Our house has survived since Spring, although the familiar dead-mouse-under-the-floorboards smell greets us and stays around for a few days. Over the years we've learned you just have to sit it out, helped along by incense and air-fresheners.
A box of clothes has been nibbled by the wee pests, too. I buy horrid mouse-traps, but Mr.Price 'forgets' to ever set them while we're over.

                                           Nest-on-a-rope.

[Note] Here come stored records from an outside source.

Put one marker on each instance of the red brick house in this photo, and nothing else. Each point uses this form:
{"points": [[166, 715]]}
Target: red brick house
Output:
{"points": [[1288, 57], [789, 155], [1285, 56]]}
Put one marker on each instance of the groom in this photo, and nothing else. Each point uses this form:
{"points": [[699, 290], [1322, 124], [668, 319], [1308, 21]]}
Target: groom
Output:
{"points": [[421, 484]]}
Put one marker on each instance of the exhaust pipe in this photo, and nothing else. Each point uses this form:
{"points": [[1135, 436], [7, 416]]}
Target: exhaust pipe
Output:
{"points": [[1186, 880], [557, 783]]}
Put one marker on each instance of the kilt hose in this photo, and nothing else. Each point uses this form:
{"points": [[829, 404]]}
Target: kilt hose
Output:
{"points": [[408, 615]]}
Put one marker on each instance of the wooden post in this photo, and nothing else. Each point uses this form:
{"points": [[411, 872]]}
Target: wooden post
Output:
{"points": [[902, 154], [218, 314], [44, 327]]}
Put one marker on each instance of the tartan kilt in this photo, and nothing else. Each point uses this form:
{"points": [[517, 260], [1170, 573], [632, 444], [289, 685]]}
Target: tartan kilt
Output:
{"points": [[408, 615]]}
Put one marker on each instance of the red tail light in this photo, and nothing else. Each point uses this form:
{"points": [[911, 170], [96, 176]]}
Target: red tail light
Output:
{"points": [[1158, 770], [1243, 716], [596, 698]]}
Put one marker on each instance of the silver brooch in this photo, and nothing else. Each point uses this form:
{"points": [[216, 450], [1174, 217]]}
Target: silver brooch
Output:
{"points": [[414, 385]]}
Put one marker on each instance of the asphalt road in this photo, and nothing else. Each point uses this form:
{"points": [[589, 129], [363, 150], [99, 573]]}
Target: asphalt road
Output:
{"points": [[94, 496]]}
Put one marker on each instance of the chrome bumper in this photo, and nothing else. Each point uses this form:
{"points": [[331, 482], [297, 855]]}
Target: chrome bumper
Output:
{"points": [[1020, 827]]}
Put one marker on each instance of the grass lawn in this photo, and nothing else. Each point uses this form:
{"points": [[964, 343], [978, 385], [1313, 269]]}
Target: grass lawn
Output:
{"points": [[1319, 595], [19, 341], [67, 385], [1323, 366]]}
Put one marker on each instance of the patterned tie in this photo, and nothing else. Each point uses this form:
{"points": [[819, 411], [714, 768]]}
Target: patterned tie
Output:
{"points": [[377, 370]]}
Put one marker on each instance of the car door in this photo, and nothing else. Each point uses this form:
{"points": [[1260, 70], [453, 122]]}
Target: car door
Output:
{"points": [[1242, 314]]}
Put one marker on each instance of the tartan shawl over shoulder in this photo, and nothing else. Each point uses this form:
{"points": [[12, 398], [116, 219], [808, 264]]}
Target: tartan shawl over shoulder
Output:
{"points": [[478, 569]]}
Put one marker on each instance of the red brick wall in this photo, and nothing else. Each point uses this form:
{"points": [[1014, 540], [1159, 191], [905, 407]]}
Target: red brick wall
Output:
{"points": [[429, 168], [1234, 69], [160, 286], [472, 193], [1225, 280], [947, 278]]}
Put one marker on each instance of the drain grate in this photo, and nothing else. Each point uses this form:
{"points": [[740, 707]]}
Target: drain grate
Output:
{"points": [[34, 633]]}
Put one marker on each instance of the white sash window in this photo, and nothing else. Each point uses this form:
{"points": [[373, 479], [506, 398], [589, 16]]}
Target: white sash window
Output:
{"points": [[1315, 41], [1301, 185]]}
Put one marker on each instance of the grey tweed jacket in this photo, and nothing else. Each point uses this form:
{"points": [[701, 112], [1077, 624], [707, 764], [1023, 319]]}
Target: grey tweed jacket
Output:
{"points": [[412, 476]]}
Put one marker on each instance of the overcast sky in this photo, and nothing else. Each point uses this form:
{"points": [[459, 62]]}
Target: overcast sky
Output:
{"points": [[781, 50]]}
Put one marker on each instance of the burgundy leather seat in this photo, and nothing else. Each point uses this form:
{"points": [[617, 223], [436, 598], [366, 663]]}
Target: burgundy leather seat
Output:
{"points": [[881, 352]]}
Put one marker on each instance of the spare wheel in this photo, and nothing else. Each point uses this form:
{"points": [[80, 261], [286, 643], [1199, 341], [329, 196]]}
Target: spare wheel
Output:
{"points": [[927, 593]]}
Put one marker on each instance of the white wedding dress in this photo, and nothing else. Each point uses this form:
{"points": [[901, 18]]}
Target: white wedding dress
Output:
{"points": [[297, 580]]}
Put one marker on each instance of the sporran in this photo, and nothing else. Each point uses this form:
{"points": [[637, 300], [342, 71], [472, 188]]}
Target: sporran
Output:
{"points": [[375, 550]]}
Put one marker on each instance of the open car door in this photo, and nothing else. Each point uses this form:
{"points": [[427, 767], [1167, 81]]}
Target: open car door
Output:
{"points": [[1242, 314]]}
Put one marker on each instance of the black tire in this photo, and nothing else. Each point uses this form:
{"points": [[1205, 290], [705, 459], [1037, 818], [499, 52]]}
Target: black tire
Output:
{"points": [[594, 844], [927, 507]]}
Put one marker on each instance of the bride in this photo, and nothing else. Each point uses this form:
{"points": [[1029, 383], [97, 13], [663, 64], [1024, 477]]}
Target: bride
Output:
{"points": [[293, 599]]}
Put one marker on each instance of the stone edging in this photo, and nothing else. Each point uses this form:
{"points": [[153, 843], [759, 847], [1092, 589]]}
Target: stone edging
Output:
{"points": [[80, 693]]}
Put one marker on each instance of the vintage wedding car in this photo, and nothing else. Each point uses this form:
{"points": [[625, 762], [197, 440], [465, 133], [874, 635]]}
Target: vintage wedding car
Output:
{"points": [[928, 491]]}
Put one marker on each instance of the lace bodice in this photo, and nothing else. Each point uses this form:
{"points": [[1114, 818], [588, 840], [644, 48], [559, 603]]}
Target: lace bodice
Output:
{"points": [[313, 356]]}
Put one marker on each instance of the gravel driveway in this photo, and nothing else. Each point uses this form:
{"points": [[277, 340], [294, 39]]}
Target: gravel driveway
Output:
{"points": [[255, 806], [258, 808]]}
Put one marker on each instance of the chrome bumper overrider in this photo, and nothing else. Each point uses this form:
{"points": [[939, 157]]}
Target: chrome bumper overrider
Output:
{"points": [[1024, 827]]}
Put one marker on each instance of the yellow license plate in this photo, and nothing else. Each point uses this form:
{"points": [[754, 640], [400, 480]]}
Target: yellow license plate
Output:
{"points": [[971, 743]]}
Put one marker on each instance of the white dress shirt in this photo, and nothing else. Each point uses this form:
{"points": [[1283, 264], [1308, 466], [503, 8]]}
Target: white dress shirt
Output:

The garden's run rampage as well, with little plum trees everywhere. There's a wren's nest built in a hank of rope on the back wall of the lean-to. The little bird has flown, but inside are empty eggshells and just one lonely infertile egg, tiny and white, translucent and almost weightless in the hand. We need the rope for cutting down a big branch, though, so I carefully remove the small dwelling to keep in a box, perhaps to draw at a later date.

Some of the family are with us, and the younger grandson is quite eager to help us and his Mum and Dad clear the garden. The other, older and aware that his hairstyle and cool need preserving. is less naively enthusiastic and chooses to wander around foppishly, documenting the work of others on his camera.

They're at the beach most days, however- and we, too, manage to escape the relentless gardening for an afternoon swim at the lovely Pen-guen beach. The seawater stings my bramble-scratched arms and that cliff-path gets steeper every year, but it's a good pain!

The house is up for sale, so every visit might be almost the last, who knows?